2015 discharge: European Institute of Innovation and Technology (EIT)

2016/2191(DEC)

The European Parliament decided to grant discharge to the Director of the European Institute of Innovation and Technology (EIT) in respect of the implementation of the Institute’s budget for the financial year 2015.

The vote on the decision on discharge covers the closure of the accounts (in accordance with Annex IV, Article 5 (1) (a) to Parliament’s Rules of Procedure).

Noting that the Court of Auditors has stated that it has obtained reasonable assurances that the Institute’s annual accounts for the financial year 2015 are reliable and that the underlying transactions are legal and regular, Parliament adopted by 503 votes to 108 with 13 abstentions, a resolution containing a series of recommendations, which form an integral part of the decision on discharge and which add to the general recommendations set out in the resolution on performance, financial management and control of EU agencies.

These recommendations may be summarised as follows:

  • Qualified opinion on the legality and regularity of the underlying transactions: Parliament recalled that the Union contribution to the Institute’s budget in the 2014 to 2020 financial period is provided under the financial envelope of the Horizon 2020. According the Institute’s former financial rules (repealed with effect from 1 January 2014), the threshold for a flat rate reimbursement of indirect costs for non-profit public bodies, higher education establishments, research organisations or SMEs could have been raised to 40 %. Parliament noted that the Institute, in its 2014 grant agreements signed in February 2014, provided for a 40 % flat rate reimbursement of indirect eligible costs contrary to the Horizon 2020 rules already in force at the time. Horizon 2020 did not apply to the Institute and the Court therefore identified those reimbursements as irregular.
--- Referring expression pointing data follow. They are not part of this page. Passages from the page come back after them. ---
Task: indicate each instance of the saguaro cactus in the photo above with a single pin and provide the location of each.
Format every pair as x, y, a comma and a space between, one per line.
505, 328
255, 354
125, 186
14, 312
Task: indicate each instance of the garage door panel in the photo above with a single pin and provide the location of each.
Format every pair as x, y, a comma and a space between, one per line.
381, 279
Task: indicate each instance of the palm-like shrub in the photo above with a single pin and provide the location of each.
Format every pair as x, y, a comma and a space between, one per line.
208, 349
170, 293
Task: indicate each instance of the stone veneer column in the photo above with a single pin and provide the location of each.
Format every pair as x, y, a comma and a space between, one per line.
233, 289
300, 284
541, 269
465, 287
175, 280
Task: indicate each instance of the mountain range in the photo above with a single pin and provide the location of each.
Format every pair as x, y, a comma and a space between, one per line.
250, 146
Errors were also found as a result of ex-post verification of a sample of 2015 grant transactions.
  • Institute’s financial statements: the final budget of the Institute for the financial year 2015 was EUR 266 566 618, representing an increase of 14.35 % compared to 2014.

Parliament also made a series of observations regarding budgetary and financial management, commitment and carry-overs, procurement and recruitment procedures, the prevention and management of conflicts of interests and internal audits and controls.

It noted that the original target set by the Commission for the Institute to obtain financial autonomy was 2010. However, the Institute obtained partial financial autonomy in June 2011, on the condition of continued ex-ante approval of grant related transactions and of procurements above EUR 60 000.

It also noted that the Institute requested the Commission to re-launch the process leading to full financial autonomy and that the Commission set out the roadmap and timetable of the process in May 2016. The Commission’s financial autonomy assessment is expected in the first half of 2017. The Institute hopes that full financial autonomy will be granted before the end of 2016 and asked that it reports to the discharge authority on developments related to this matter.

European visibility: lastly, Parliament noted with concern that general visibility of the Institute is low and some of the KIC partners are not aware of their affiliation with the Institute; calls for better visibility and promotion of the Institute brand as a unique innovation community. It welcomed the recent success in listing 18 Institute community members in the Forbes 30 under 30 list, featuring Europe’s best young innovators and entrepreneurs.